Here are five ideas for maintaining intensity in your training sessions.
1. Remind Players of Their Goals
If you've started out your preseason and early practices the right way, and made sure that all players on the team have written down their individual and team goals, mid-way through the season when intensity starts to go missing is a great time to pull out a few of the player's goal-papers and have them read aloud to the squad.
It might seem like a loss of valuable practice time, but representing the goals in the group setting is a good method for reinvigorating the competitive fire needed to reach the goals the players set for themselves.
2. Reward Effort
Competition can and should be incorporated into many of the drills or small-sided-games you put your team through, reward the "winning" team with kudos and plaudits, and make the group that lost do work, like quick sets of push-ups or sit-ups.
That way you'll raise the expectation for effort and the players will put more work into the tasks at hand.
3. Connect Playing Time to Training Well
It's pretty basic, remind your players that if they want to be starters for your competitive team, or get big minutes during games that matter, there is a direct correlation to those desires and the amount of work and effort put into training.
Remind your players that those who are engaged at game speed, with game intensity, are the players that will stand-out and be called upon to represent the Club on match day.
4. Seek out Leaders
You may have already selected Captains for your squad, and plan on keeping them as such for the whole season, but it's always important to keep an eye on what kind of energy and importance your leaders have at the mid-way point in the season.

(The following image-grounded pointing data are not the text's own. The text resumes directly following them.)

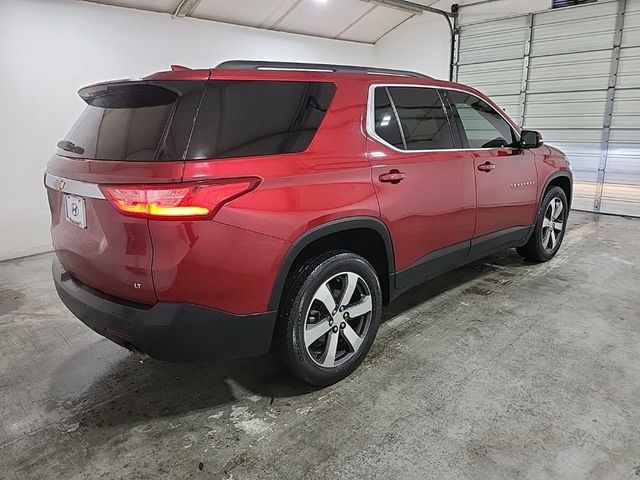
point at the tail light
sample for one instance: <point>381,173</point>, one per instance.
<point>180,201</point>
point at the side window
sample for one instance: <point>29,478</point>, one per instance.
<point>248,118</point>
<point>422,118</point>
<point>386,122</point>
<point>483,126</point>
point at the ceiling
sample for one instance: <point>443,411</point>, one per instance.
<point>356,20</point>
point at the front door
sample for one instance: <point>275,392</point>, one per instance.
<point>505,174</point>
<point>425,187</point>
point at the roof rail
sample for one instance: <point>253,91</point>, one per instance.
<point>313,67</point>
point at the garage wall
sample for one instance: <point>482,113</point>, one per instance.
<point>573,74</point>
<point>52,48</point>
<point>421,44</point>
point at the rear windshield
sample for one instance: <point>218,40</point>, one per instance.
<point>154,121</point>
<point>246,118</point>
<point>134,122</point>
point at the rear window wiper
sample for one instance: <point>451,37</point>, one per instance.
<point>70,147</point>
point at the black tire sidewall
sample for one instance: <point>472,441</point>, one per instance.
<point>304,367</point>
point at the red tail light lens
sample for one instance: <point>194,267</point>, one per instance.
<point>176,202</point>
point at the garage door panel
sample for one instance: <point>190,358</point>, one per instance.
<point>497,77</point>
<point>493,41</point>
<point>574,29</point>
<point>567,88</point>
<point>567,72</point>
<point>582,104</point>
<point>490,53</point>
<point>626,110</point>
<point>488,29</point>
<point>631,35</point>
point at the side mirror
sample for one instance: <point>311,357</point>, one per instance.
<point>530,139</point>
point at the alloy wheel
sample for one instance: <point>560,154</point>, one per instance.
<point>552,224</point>
<point>338,319</point>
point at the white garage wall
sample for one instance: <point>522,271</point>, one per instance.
<point>421,44</point>
<point>49,49</point>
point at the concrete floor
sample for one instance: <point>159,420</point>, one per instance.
<point>498,370</point>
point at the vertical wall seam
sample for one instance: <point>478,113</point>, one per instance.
<point>611,93</point>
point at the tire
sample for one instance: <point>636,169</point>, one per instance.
<point>549,229</point>
<point>343,341</point>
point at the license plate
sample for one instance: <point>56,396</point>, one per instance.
<point>75,211</point>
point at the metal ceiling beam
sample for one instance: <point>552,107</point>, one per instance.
<point>418,8</point>
<point>185,7</point>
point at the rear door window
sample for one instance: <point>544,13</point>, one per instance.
<point>422,117</point>
<point>482,125</point>
<point>412,118</point>
<point>249,118</point>
<point>134,121</point>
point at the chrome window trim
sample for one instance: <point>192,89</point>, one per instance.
<point>371,127</point>
<point>73,187</point>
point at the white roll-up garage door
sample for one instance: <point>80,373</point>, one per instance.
<point>574,74</point>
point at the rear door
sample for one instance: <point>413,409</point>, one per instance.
<point>129,133</point>
<point>505,174</point>
<point>425,184</point>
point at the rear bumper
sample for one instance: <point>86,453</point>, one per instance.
<point>173,332</point>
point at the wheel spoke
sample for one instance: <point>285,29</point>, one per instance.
<point>553,208</point>
<point>315,331</point>
<point>325,296</point>
<point>329,356</point>
<point>553,238</point>
<point>352,337</point>
<point>360,308</point>
<point>350,284</point>
<point>558,209</point>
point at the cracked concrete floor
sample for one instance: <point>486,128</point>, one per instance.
<point>498,370</point>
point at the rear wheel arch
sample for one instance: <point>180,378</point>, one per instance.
<point>365,236</point>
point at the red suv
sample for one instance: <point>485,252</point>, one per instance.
<point>206,214</point>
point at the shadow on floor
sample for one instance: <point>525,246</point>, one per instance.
<point>122,390</point>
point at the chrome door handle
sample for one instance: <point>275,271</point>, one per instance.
<point>486,167</point>
<point>393,176</point>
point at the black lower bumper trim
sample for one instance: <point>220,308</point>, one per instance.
<point>173,332</point>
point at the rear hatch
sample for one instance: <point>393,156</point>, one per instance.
<point>130,133</point>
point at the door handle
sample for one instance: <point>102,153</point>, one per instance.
<point>393,176</point>
<point>486,167</point>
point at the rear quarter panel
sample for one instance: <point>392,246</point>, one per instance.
<point>217,263</point>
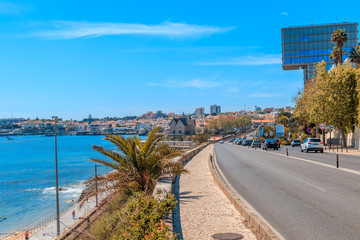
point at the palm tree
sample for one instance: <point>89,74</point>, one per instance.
<point>336,54</point>
<point>354,56</point>
<point>339,37</point>
<point>137,166</point>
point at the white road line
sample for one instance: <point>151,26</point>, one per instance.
<point>319,163</point>
<point>317,187</point>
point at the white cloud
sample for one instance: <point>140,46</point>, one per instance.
<point>266,95</point>
<point>9,8</point>
<point>71,29</point>
<point>201,83</point>
<point>247,60</point>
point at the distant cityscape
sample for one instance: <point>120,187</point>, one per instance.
<point>129,125</point>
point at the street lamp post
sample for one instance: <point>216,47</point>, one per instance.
<point>96,187</point>
<point>56,119</point>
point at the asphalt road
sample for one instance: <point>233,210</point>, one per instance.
<point>345,161</point>
<point>301,200</point>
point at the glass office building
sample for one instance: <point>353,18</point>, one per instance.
<point>304,46</point>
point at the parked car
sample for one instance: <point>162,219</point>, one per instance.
<point>247,142</point>
<point>312,144</point>
<point>295,142</point>
<point>256,143</point>
<point>278,142</point>
<point>271,143</point>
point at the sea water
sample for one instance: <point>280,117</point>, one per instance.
<point>27,176</point>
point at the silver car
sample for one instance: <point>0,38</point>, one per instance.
<point>312,144</point>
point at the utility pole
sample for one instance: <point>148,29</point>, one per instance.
<point>96,185</point>
<point>56,119</point>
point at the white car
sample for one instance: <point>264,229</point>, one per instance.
<point>312,144</point>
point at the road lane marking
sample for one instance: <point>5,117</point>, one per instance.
<point>246,203</point>
<point>317,163</point>
<point>317,187</point>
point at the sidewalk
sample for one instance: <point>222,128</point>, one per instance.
<point>204,209</point>
<point>350,151</point>
<point>66,220</point>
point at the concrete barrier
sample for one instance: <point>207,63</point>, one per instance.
<point>252,218</point>
<point>165,185</point>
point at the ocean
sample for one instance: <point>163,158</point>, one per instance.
<point>27,176</point>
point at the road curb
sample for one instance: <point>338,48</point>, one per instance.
<point>253,220</point>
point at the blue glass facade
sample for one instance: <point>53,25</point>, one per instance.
<point>304,46</point>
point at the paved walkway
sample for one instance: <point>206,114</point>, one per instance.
<point>204,209</point>
<point>48,232</point>
<point>350,151</point>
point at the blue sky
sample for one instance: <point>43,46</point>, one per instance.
<point>118,58</point>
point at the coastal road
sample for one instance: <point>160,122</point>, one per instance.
<point>300,199</point>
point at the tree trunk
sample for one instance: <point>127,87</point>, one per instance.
<point>343,135</point>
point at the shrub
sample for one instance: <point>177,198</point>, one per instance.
<point>141,218</point>
<point>303,137</point>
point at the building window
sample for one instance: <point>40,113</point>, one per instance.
<point>304,38</point>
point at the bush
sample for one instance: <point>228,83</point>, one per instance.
<point>303,137</point>
<point>141,218</point>
<point>285,142</point>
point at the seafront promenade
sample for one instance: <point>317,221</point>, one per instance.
<point>48,232</point>
<point>204,209</point>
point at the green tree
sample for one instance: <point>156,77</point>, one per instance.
<point>331,97</point>
<point>213,125</point>
<point>282,120</point>
<point>241,121</point>
<point>339,36</point>
<point>336,55</point>
<point>354,56</point>
<point>138,165</point>
<point>201,137</point>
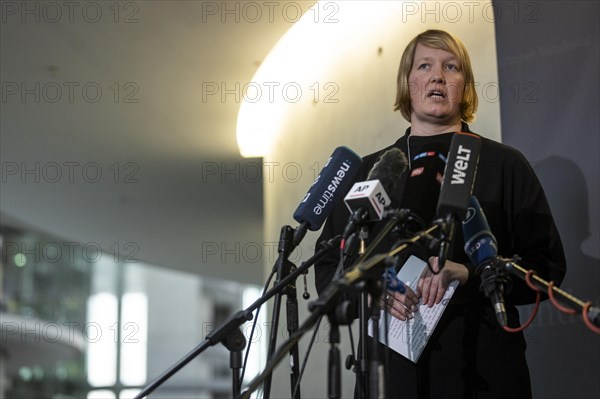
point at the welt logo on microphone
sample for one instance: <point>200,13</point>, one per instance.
<point>461,164</point>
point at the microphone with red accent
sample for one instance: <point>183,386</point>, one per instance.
<point>457,186</point>
<point>482,249</point>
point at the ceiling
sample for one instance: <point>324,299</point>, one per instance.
<point>118,126</point>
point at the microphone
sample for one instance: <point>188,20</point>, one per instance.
<point>331,184</point>
<point>482,249</point>
<point>368,200</point>
<point>457,186</point>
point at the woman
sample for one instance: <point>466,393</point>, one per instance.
<point>468,355</point>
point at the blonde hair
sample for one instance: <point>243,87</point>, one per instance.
<point>437,39</point>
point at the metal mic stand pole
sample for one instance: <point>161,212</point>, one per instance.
<point>363,311</point>
<point>283,268</point>
<point>580,307</point>
<point>229,334</point>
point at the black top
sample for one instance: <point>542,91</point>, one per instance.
<point>468,350</point>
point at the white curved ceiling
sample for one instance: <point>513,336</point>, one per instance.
<point>172,181</point>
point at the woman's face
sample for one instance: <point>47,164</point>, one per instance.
<point>436,83</point>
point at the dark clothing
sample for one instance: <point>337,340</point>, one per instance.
<point>469,355</point>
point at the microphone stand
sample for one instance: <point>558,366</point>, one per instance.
<point>283,267</point>
<point>229,333</point>
<point>590,314</point>
<point>364,271</point>
<point>363,322</point>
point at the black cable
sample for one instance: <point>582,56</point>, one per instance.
<point>305,361</point>
<point>266,287</point>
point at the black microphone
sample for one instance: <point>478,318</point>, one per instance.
<point>367,200</point>
<point>482,249</point>
<point>331,184</point>
<point>457,186</point>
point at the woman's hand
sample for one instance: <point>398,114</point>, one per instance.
<point>401,306</point>
<point>432,287</point>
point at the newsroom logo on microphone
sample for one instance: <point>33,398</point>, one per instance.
<point>328,194</point>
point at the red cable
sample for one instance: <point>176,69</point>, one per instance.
<point>586,318</point>
<point>555,303</point>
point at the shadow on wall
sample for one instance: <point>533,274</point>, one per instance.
<point>555,335</point>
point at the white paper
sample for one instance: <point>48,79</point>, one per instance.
<point>409,337</point>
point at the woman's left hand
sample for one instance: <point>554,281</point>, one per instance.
<point>432,287</point>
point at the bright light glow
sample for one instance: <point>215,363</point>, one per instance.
<point>134,338</point>
<point>296,69</point>
<point>258,349</point>
<point>100,333</point>
<point>101,394</point>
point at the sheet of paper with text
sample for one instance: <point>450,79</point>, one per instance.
<point>409,337</point>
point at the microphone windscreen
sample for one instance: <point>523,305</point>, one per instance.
<point>329,188</point>
<point>480,243</point>
<point>459,175</point>
<point>390,170</point>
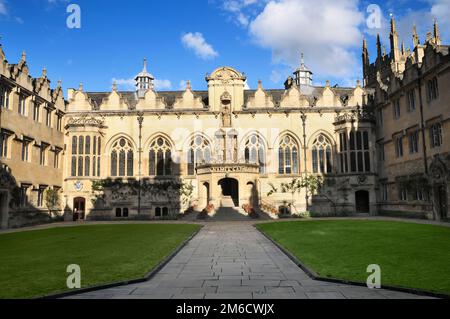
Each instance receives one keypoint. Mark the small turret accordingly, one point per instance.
(365, 57)
(144, 81)
(395, 52)
(303, 76)
(437, 38)
(379, 54)
(416, 39)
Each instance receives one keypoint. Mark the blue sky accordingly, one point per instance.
(184, 40)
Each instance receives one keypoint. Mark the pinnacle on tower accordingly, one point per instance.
(437, 38)
(395, 52)
(378, 46)
(416, 39)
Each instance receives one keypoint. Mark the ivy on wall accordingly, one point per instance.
(119, 190)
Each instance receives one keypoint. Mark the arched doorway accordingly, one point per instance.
(440, 193)
(362, 202)
(4, 210)
(230, 189)
(79, 208)
(205, 195)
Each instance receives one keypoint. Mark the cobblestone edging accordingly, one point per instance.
(313, 275)
(147, 277)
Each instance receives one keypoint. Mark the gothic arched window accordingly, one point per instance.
(160, 158)
(288, 156)
(199, 152)
(255, 152)
(322, 161)
(122, 158)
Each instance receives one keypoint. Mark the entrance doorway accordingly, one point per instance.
(79, 208)
(230, 189)
(362, 202)
(4, 210)
(441, 201)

The initial luster of being selected as Captain can fade when things aren't going well, or even when they are, but true leaders step up the most in these moments.
It would serve your team well if you let all the players know that leaders are wanted, and always welcomed, and that no matter who wears the armband, leadership can and should come from multiples sources on the team.
5. Offer Stories of Great Inspiration
There are millions of people who go through testing situations every single day of their lives.
It's good to remind your players how lucky they are, and to remind them that there are thousands of young soccer players in the world who would give anything for the chances that they have.
Kids all around the world face hardship, so remind your players to be thankful for being selected for a fun competitive sports team, and to honor the game for those that aren't as fortunate by being fully committed and engaged with the sport each and every practice or game.